Collaborations : Thibaut Caruba, Yves Juillière, Olivier Dubourg, Brigitte Sabatier, Nicolas Danchin

Contexte

En France, en 2009, le coût direct pour l’assurance maladie de la maladie coronaire (Affection de Longue Durée n ° 13) était de 4 183 millions d’euros dont 50% correspondant aux soins hospitaliers. Deux raisons principales expliquent ce coût considérable.

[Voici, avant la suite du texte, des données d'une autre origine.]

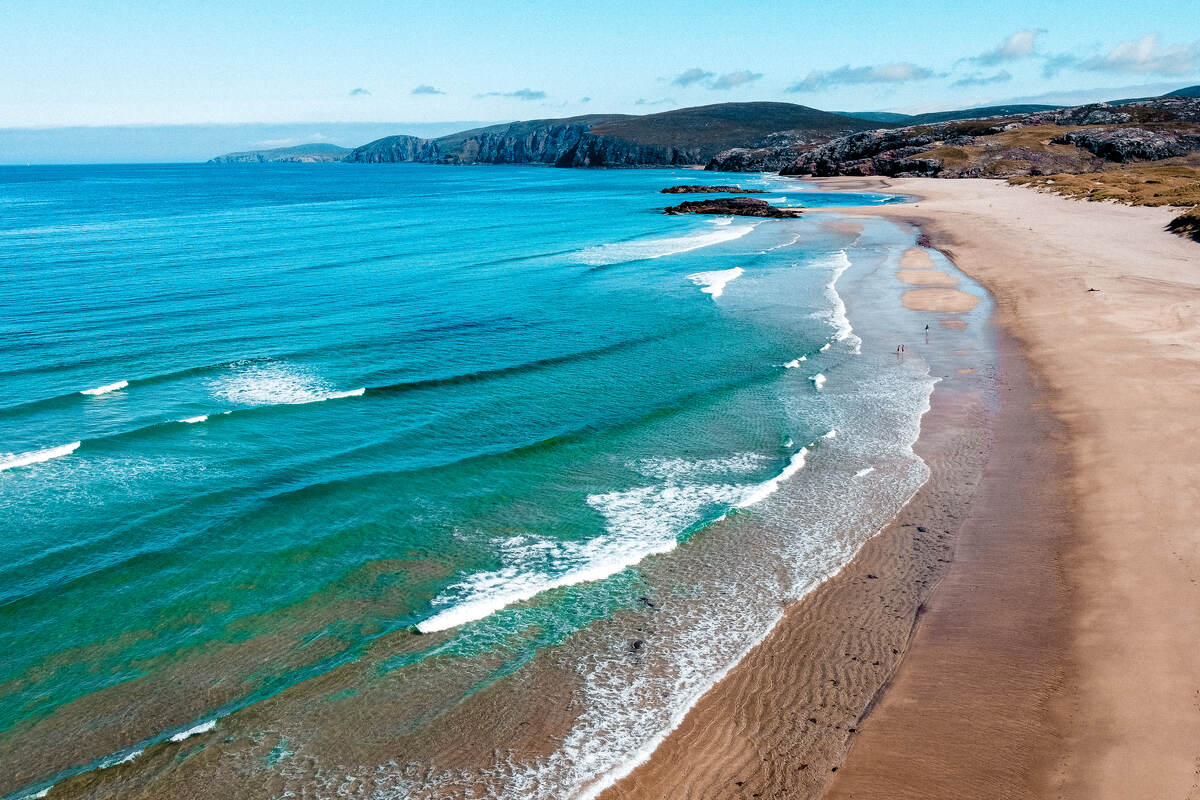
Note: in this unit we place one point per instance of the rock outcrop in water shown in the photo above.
(693, 188)
(738, 206)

Tout d’abord, il y a eu une énorme augmentation du nombre de procédures de revascularisation (intervention coronarienne percutanée -PCI- et pontage aorto coronarien- PAC-. Le nombre de PCI réalisées a rapidement augmenté depuis 1990 dans la plupart des pays européens, pour devenir la principale technique de revascularisation vers le milieu des années 1990.

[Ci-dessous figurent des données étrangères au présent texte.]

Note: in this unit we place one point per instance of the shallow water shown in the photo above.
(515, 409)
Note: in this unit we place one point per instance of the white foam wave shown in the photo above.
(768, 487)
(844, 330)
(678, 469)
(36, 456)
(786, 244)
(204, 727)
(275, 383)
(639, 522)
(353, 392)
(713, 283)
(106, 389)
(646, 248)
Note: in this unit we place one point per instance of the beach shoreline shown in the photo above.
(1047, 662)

Par ailleurs, le coût unitaire de PCI a augmenté avec l’utilisation généralisée de stents à élution médicamenteuse (DES), permettant une réduction du nombre des revascularisations répétées dues à la resténose, par rapport à un stent métallique nu (BMS). En France en 2013, le coût unitaire d’un DES est environ 2 fois supérieur à celui d’un BMS. Dans les situations en vie réelle, cependant, l’utilisation généralisée de la DES n’a pas conduit à la réduction attendue du nombre total d’interventions réalisées.

Objectifs

Déterminer le coût annuel de prise en charge pour l’Assurance Maladie en 2011 des 4 stratégies thérapeutiques habituellement utilisées dans le traitement de l’angor stable : médicaments seuls, angioplastie avec stent nu, angioplastie avec stent actif et pontage aortocoronaire.

Méthode

Nous avons défini 6 situations cliniques correspondant aux différents états dans lequel un patient peut se retrouver un an après qu’il ait bénéficié d’une des 4 stratégies :

  • Succès thérapeutique
  • Récidive de la douleur avec prise en charge ambulatoire
  • Hospitalisation pour infarctus du myocarde (IDM)
  • Hospitalisation pour revascularisation
  • Mort de cause cardiologique
  • Mort de cause non cardiologique

Pour chaque situation clinique, nous avons estimé la consommation de soins correspondante et les coûts associés, pendant une durée d’ 1 an. Nous avons défini, ensuite, pour chaque stratégie, grâce à une recherche bibliographique, la probabilité à un an d’être dans l’une de ces 6 situations cliniques.
Nous avons réalisé une modélisation de type individuelle, avec des paramètres mathématiques qui variaient à l’intérieur d’un intervalle de confiance.
Ceci nous a permis de calculer le coût moyen à un an de chacune des stratégies en tenant compte de leur efficacité.